Taxi drivers have lifted the lid on life as a cabbie, describing the drunken verbal abuse and violence they face almost every night.

Two drivers spoke out after they were attacked last Saturday – one had his minicab stolen and smashed up while the other had his window broken with a bottle of vodka.

The pair called for passengers to give more personal information when they book to dissuade yobbish behaviour and help protect drivers.

Father-of-three Mehmood Hussain, 41, from Hampton, was attacked by two men after he picked them up from a kiosk outside McCluskeys nightclub in Kingston and took them to Chessington Industrial Estate.

He described how his Honda Accord was stolen and later found smashed into a bollard at the junction of Sanger Avenue and Cox Lane.

He said: “I was scared something would happen. They were getting more and more angry. One guy grabbed me from the back with his arm around my neck.

“I pushed his arm up and my head went down and I managed to escaped but my car keys dropped.”

The same night Mohammad Reza Raghami, 47, from Twickenham, picked up three men from the same kiosk to take them to a nightclub at Tower Bridge.

But on the way they started attacking each other.

He stopped in Hanworth where one of them threw a bottle, which smashed the car’s rear window.

He said: “My job is at night opposite the club and 80 to 85 per cent of my customers are drunk.

“They shout at me and speak badly to me and sometimes punch me and are sick in the car.”
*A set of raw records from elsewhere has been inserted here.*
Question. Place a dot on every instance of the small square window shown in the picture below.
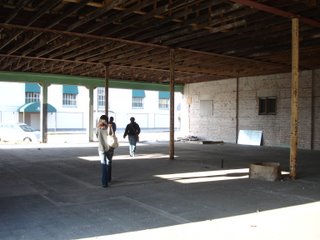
(267, 105)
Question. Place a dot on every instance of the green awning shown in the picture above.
(164, 95)
(138, 93)
(34, 107)
(32, 87)
(70, 89)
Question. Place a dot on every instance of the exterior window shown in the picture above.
(32, 97)
(164, 98)
(163, 103)
(101, 98)
(267, 105)
(32, 92)
(137, 102)
(137, 99)
(69, 98)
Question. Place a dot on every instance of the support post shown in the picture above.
(44, 113)
(106, 91)
(90, 123)
(294, 98)
(237, 109)
(172, 60)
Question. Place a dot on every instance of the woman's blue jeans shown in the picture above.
(132, 145)
(104, 168)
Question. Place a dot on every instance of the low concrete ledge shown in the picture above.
(268, 171)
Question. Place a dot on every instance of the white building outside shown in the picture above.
(72, 110)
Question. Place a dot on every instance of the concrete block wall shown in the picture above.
(222, 125)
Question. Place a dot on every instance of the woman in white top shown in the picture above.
(103, 148)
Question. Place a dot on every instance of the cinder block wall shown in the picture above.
(222, 123)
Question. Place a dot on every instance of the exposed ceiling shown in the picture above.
(212, 40)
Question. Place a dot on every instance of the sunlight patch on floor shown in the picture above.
(206, 176)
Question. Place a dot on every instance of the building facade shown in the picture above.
(68, 106)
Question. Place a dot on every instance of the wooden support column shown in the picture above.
(106, 91)
(172, 60)
(294, 98)
(44, 113)
(237, 109)
(90, 123)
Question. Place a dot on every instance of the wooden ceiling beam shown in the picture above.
(277, 11)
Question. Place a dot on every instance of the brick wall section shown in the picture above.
(276, 128)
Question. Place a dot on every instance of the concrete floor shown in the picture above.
(52, 191)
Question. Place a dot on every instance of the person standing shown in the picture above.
(103, 148)
(133, 131)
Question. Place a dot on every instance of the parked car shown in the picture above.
(18, 132)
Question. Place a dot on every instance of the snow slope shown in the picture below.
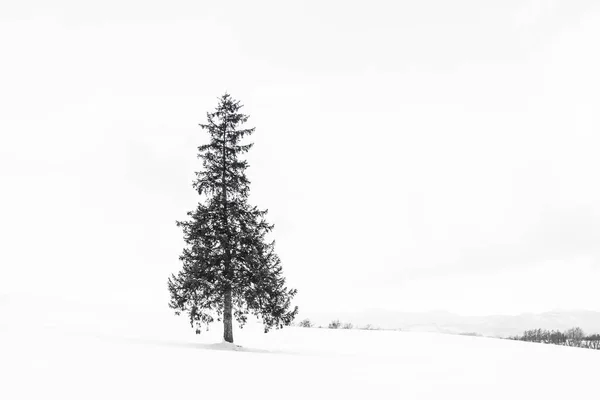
(59, 350)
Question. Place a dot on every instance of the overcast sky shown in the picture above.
(413, 155)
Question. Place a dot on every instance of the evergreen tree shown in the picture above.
(229, 268)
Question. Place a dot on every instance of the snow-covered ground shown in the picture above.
(52, 349)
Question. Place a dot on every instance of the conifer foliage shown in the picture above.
(229, 268)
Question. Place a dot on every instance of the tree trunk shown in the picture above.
(227, 317)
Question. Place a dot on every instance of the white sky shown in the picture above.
(413, 155)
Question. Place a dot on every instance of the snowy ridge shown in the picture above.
(132, 354)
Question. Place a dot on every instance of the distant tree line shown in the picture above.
(574, 337)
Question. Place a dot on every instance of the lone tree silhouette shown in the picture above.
(229, 269)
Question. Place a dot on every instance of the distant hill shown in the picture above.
(445, 322)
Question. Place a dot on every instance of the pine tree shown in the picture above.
(229, 269)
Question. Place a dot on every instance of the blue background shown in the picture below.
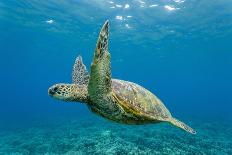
(183, 54)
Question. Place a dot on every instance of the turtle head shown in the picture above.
(69, 92)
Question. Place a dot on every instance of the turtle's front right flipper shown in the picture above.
(100, 73)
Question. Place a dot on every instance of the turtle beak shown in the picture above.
(51, 91)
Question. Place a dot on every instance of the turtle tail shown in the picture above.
(182, 125)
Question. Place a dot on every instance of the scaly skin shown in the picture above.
(117, 100)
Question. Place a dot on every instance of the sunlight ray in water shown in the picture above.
(177, 49)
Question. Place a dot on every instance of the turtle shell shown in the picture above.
(139, 100)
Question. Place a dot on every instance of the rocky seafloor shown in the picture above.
(98, 136)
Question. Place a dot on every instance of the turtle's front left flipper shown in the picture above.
(100, 74)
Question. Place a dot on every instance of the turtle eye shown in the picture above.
(55, 89)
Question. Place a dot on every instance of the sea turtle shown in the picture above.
(117, 100)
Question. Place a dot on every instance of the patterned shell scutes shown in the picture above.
(80, 74)
(140, 99)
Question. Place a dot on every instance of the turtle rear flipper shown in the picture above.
(182, 125)
(100, 74)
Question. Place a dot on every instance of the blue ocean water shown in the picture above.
(178, 49)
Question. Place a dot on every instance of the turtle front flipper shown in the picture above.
(100, 75)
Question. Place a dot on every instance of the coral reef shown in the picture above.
(99, 136)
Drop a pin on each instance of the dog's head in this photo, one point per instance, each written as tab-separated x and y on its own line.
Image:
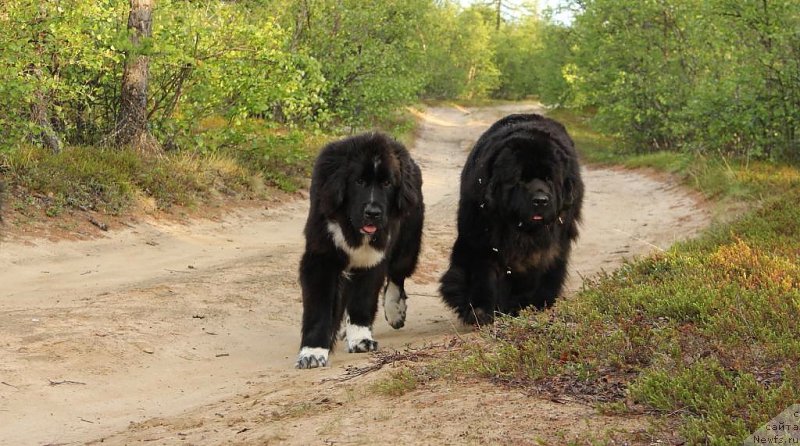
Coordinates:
529	183
371	183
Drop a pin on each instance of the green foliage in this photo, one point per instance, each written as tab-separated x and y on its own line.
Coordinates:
710	77
517	51
459	54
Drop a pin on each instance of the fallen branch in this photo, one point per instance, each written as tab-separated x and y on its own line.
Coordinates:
99	224
381	359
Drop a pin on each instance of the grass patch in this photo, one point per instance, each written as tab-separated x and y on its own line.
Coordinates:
704	334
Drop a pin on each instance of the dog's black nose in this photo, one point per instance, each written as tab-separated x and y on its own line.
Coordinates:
372	211
540	199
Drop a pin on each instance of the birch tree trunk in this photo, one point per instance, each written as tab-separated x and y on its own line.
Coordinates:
131	128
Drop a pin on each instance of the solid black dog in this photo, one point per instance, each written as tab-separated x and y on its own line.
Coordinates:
364	225
520	204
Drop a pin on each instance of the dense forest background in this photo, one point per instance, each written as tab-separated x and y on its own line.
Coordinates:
241	78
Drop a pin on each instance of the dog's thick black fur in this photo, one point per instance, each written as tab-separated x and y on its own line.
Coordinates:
520	205
364	226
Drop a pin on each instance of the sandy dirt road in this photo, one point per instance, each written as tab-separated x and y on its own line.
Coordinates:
168	333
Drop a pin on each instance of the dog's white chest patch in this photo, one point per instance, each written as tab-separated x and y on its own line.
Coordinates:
362	256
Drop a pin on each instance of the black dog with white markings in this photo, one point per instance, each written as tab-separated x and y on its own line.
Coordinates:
520	205
364	225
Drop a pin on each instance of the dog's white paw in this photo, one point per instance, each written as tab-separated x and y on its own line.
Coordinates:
359	339
312	357
394	306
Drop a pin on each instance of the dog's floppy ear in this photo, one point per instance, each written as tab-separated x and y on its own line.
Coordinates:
502	170
331	174
569	193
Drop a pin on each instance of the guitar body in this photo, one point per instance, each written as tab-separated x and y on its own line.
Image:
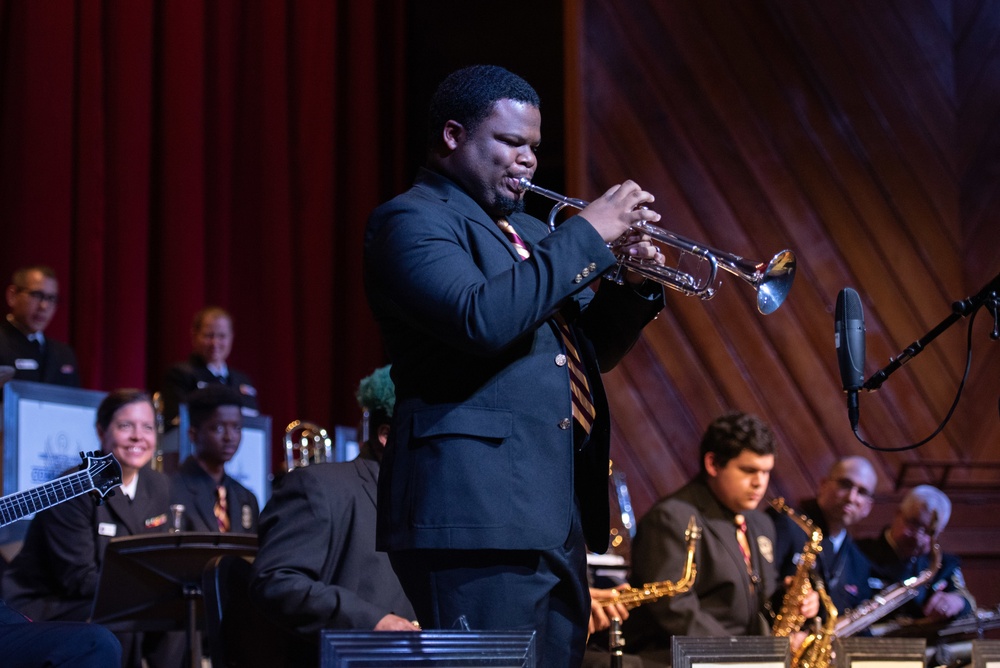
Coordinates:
102	473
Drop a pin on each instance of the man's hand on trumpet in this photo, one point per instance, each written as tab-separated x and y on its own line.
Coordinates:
640	247
614	212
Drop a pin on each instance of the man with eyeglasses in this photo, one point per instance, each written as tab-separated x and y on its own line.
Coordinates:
903	550
213	500
25	352
844	498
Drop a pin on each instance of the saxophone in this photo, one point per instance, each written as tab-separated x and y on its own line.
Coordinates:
889	599
789	619
816	650
647	593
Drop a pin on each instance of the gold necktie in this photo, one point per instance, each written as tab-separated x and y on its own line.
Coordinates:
582	401
221	509
741	538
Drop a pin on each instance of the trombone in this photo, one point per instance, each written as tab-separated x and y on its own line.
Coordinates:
772	280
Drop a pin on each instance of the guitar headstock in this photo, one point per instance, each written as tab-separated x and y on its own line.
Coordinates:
104	471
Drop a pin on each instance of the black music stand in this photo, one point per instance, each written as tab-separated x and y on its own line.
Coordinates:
153	582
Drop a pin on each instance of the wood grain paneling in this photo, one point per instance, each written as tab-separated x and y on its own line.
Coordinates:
862	135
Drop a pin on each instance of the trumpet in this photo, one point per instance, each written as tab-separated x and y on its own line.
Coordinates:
772	280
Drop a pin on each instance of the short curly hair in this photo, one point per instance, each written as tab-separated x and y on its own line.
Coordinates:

Frank Evans, of Kingston Town Cars, which operates the kiosk, said he was considering bringing in head cameras for kiosk operators.

He said: “Unfortunately when you are dealing with people with drink and drugs it is a well-known part of our trade that they think they can beat people up and not pay their fares.

“It is very difficult. You can’t ask for a passenger’s ID. These guys give false names anyway a lot of the time.”

* Kingston police said a 30-year-old from New Malden and a 31-year-old man from Chessington, had been arrested on suspicion of stealing a minicab and released on bail.